現在、世界中で使われているチタン製インプラント体を用いて、ヒトへの臨床応用が開始されたのが1965年のことです。臨床結果が優れていることが世界的に広まったのは、1980年代になってからです。
素材や技術の進歩、臨床実績の積み重ねにより、治療の安全性が高まり、一般にも広く知られるようになったことから、歯を失った時の治療としてインプラントを選択する人が多くなってきました。
これからインプラント治療を考えている方が、より良い治療を安心して受けられるように、安全にインプラント治療を受けるためのポイントをご紹介します。
インプラントを行う際に、歯科用CTで上顎や下顎の骨の状態や、骨の中を神経や血管がどのように走っているのか、周囲の組織の状況を確認することはとても重要なステップです。
顎の骨の厚みや、神経の通っている位置は一人ひとり違います。歯科医師は3次元のCT画像を見ることで綿密な治療計画を立てることができます。
絶対に必須とまでは言えないにしろ、より安全でより正確な治療を受けるためには、歯科用CTを置いている歯科医療機関を選ぶ方が賢明です。
予後の良い治療のためには、歯科医師の経験の蓄積に加えて、歯科用CTによる詳細な画像診断を行い、患者さんが納得できるまでインフォームドコンセントを実施しながら、治療を進めていくことが大切です。
インプラント治療は、顎の骨に歯の土台となるフィクスチャーと呼ばれるインプラント体を埋入します。
穴をあける行程では、専用のドリルを使用することで、穴の深さをコントロールすることは可能です。しかし、角度のコントロールまでは難しく、歯科医師の技術と経験に左右されてしまいます。
人間の感覚(技術と経験)だけに頼らずインプラント治療の精度をさらに向上させるために、サージカルガイドを導入するクリニックが増えてきています。

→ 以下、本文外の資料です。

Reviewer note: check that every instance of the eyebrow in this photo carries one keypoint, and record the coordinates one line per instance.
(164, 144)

サージカルガイドとは、ドリルで穴をあける位置にドリルを固定するための穴があいたマウスピースのことで、インプラントを埋入する位置や深さ、角度のズレをほぼなくすことができます。
アクア歯科医院で使用しているサージカルガイドには、大きく分けて3つの特長があります。
ガイドを製作する際にラボ(技工所)に模型を送っておわりではなく、ひとつのデータを歯科技工士とPC画面を共有しながら、同時遠隔操作で設計作業を進めることができるため、埋入位置、角度、深さなどの設計を最適かつ正確に再現することができます。
適合の確保や素材の変形を防ぐために3Dプリンタや光造形法は使用されていません。また、制作工程でのズレを防ぐため、スリーブの位置設定には寸法誤差がほぼないレゴブロックが使用されています。
現在のスタッド(ブロックの上部ポッチ部分)とチューブ(ブロックの下部)方式のレゴRブロックが開発されて2008年で50歳を迎え、現在では親子2世代、3世代で受け継がれ愛用されていますが、そのブロックは0.002mm以下の誤差という精巧さで製造されています。(引用元:レゴRブロックの可能性 - レゴスクール)
症例にもよりますが、歯茎を大きく切開したり、骨を必要以上に削る必要がないため、一般的な手術方法よりも腫れや痛み、出血をなくすことができます。ピンポイント埋入によって、患者様の身体に負担の少ない(低侵襲)かつ短時間でのインプラント手術が行えます。
インプラントの手術が完了しても、その後定期的に歯科医院に訪れてメンテナンスすることは非常に重要です。
インプラントそのものは材質的に虫歯になることはないのですが、歯周病のリスクがなくなるわけではありません。
そのため、インプラント手術を受けた後になんのメンテナンスも行わずにいると、歯周病菌によってインプラントを支える骨が溶けてしまうインプラント周囲炎になってしまうことがあります。
歯科医院に訪れたときには随分進行していて、インプラントを取り除かなくてはならない状況になっていることも。
このようなことを予防し、インプラントを長く安全に維持していくためにもアフターメンテナンスは欠かせませんので、必ず定期的に歯科医院でインプラントの状態を確認してもらうことが大切です。